Every time I thought to myself that certain places seemed safer, I was getting proven wrong. Literally at least an hour or two after I saw someone writing about Eilat and I thought to myself “Eilat seems to be the one place in the country that is safe” there were reports on the news of a suspected terror attack in Eilat.
It got to the point that I was afraid to think. Afraid to say that it’s okay to go somewhere, because maybe my saying someplace is safe will just prove to me that it isn’t? Ra’anana was safe… until it wasn’t, with two attacks in one day. Har Nof was safe… until it wasn’t, with the most gruesome terror attack I’ve ever heard of.
I had to go grocery shopping; we were running really low on supplies. I decided not to go to the shuk in Jerusalem like I usually do, and instead go to the nearest Rami Levi. Because… because… I couldn’t even say the words. I couldn’t say that Rami Levi was safe, even though as far as I know, in the 9 years since I’ve lived here there hasn’t been even one terror attack there, despite Arabs and Jews shopping side by side there for years. Because what if… what if my merely voicing that it was safe would somehow cause it to not be safe, to prove me wrong, just like I was with Pisgat Zeev, the String Bridge, and Geula…
So I said nothing, tried not to even think about it… and just went to shop, carrying a big, strong wooden stick with me, yes, even in my shopping cart, even if it got me funny looks, because that is a weapon I was trained to use, at least when I was taking karate classes 13 years ago… And I came home, without a scratch.
And for now, Rami Levi still has been quiet.
But I have to go shopping soon, but keep on pushing it off. Just like I keep on pushing off my trip to the bank that I need to make already. Because even if errands are urgent, are they worth risking my life? And as the mother of 4 kids, I worry that just leaving my house is already risking my life.
And yet… tonight I have to go to Maaleh Adumim, to pick up something from my friend’s house, that I ordered before all this madness started, that, had I known about the current madness, perhaps I would not have ordered since shlepping to Maaleh Adumim goes beyond my comfort zone.
But since I have to get there, I’ve been trying to plan my route so that it is as safe as possible. Transferring from my bus to the Maaleh Adumim bus is as quick as possible, but the recent terror attack at the light rail station makes me wary. Other places that I could transfer — at Binyanei Ha’Uma — but the recent attacks at the String Bridge and Tachana Merkazit make that area feel not so safe either.
So then I thought- I’ll catch the bus at Tzomet Bar Ilan, because there hasn’t…. Can’t even say it… But it seems safer than my other options.

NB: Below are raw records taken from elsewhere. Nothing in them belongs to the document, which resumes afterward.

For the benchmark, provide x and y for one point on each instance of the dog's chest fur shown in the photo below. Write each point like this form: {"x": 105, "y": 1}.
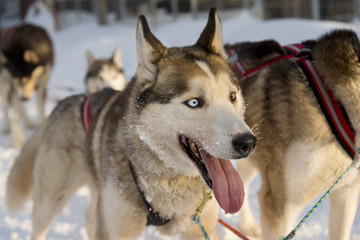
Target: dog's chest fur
{"x": 115, "y": 142}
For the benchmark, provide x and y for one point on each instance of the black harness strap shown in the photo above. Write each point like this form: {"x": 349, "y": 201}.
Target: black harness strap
{"x": 153, "y": 217}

But then I remind myself that the longer I am in Jerusalem, the more time, God forbid, that something can happen, as opposed to a quick in and out of the city… And terrorists have boarded buses and shot at buses before, so if we’re driving through a more dangerous area after all…
And honestly, that is the absolute ridiculousness of it all, that every single place I go, every little thing I do, I need to calculate what seems safer. But in a heartbeat, just one more terror attack, and it’s all proven wrong.
Safety is an illusion.
And yet, I can’t help but feel that I do need to make an effort, and try to keep safe, as best as I can.
So I will be going to Maaleh Adumim, wooden stick in hand… and praying that we all stay safe. And that the day will come, very soon, where I don’t need to calculate whether a trip to my friend’s house or to the grocery store or to meet someone will be putting my life at risk.